Background Lowering low-density lipoprotein cholesterol (LDL-C) and blood pressure (BP) in patients with diabetes mellitus (DM) can significantly reduce the risk of cardiovascular disease (CVD). However, to our knowledge, previous studies have not assessed variability in both the benefit and harm from pursuing LDL-C and BP target levels.

Methods Our sample comprised individuals 30 to 75 years old with DM participating in the National Health and Nutrition Examination Survey III. We used Monte Carlo methods to simulate a treat-to-target strategy, in which patients underwent treatment intensification with the goal of achieving LDL-C and BP target levels of 100 mg/dL and 130/80 mm Hg, respectively. Patients received up to 5 titrations of statin therapy and 8 titrations of antihypertensive therapy. Treatment adverse effects and polypharmacy risks and burdens were incorporated using disutilities. Health outcomes were simulated using a Markov model.

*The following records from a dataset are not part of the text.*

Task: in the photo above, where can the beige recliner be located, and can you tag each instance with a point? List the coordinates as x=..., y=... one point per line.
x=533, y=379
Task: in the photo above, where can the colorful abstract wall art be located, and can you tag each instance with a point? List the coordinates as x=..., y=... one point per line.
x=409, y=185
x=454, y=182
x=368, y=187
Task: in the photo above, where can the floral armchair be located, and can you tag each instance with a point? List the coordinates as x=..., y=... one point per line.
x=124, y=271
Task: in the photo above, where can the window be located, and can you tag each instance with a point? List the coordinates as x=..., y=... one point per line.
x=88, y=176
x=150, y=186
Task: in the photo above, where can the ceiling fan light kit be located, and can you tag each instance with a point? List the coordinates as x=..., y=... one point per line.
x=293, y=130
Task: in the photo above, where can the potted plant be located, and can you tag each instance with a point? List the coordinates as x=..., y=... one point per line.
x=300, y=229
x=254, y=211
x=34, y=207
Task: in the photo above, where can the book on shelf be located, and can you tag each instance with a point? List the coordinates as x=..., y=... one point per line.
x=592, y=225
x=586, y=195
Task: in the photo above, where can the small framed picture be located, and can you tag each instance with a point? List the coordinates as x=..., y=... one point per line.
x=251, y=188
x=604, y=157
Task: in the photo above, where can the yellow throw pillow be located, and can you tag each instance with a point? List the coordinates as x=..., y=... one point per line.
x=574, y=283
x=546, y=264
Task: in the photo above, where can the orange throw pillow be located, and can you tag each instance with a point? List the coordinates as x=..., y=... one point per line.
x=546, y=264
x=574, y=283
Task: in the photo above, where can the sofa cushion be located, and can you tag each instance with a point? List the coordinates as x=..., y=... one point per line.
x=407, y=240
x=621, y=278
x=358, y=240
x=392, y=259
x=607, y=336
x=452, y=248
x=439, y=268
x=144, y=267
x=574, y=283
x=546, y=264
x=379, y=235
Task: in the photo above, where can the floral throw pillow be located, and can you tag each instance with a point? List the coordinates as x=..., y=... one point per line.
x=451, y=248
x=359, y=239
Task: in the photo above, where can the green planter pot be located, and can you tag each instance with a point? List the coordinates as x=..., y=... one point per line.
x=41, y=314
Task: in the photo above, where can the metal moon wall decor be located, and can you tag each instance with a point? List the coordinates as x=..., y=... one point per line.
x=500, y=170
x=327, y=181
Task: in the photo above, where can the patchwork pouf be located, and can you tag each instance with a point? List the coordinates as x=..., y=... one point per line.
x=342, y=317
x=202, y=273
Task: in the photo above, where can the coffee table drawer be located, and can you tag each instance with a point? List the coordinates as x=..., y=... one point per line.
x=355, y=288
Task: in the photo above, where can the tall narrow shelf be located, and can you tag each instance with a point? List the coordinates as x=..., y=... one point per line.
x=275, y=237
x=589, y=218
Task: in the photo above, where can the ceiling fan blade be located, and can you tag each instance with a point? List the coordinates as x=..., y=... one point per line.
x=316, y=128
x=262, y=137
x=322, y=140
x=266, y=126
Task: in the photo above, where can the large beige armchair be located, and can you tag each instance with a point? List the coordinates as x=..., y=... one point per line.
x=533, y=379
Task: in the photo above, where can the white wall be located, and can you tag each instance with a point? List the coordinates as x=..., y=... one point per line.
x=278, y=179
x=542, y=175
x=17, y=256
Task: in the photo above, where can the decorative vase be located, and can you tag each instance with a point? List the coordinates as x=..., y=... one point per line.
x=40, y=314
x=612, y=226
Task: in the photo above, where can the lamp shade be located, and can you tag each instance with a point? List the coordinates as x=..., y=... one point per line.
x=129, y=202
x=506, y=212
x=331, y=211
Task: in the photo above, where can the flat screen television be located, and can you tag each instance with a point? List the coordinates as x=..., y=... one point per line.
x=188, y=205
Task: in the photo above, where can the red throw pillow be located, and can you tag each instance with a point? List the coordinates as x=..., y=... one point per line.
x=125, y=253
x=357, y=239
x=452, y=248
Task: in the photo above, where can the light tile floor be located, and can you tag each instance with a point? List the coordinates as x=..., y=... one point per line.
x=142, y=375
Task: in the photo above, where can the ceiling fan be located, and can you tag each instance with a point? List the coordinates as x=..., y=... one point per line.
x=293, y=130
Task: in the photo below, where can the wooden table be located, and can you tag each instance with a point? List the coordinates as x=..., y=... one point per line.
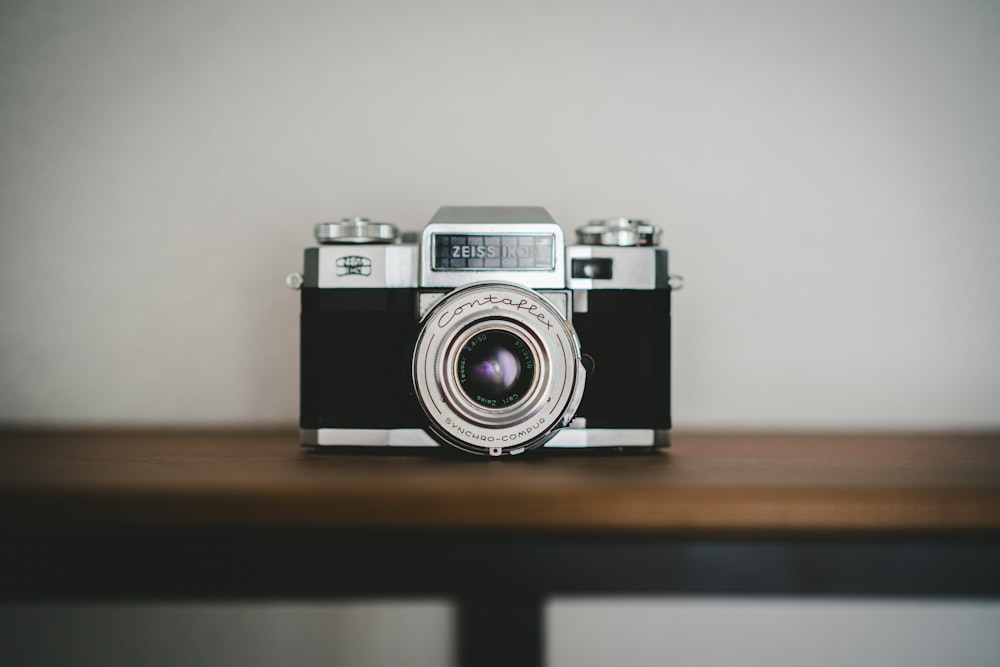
x=167, y=514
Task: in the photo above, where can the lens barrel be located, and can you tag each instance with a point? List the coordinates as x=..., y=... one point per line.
x=496, y=369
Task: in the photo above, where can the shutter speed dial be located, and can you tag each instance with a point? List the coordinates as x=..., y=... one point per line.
x=355, y=230
x=619, y=232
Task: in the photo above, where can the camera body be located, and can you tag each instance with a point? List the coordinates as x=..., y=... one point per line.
x=485, y=332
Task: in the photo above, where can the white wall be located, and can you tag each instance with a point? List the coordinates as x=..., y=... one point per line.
x=826, y=174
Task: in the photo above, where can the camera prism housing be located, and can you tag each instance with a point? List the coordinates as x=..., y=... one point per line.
x=485, y=333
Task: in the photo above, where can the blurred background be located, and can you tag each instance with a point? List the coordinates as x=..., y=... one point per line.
x=825, y=172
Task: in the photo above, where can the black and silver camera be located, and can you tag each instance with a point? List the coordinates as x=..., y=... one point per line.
x=486, y=333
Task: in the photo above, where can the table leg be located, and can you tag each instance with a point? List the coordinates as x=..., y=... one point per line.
x=500, y=630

Results Treating to targets resulted in gains of 1.50 (for LDL-C) and 1.35 (for BP) quality-adjusted life-years (QALYs) of lifetime treatment-related benefit, which declined to 1.42 and 1.16 QALYs after accounting for treatment-related harms. Most of the total benefit was limited to the first few steps of medication intensification or to tight control for a limited group of very high-risk patients. However, because of treatment-related disutility, intensifying beyond the first step (LDL-C) or third step (BP) resulted in either limited benefit or net harm for patients with below-average risk.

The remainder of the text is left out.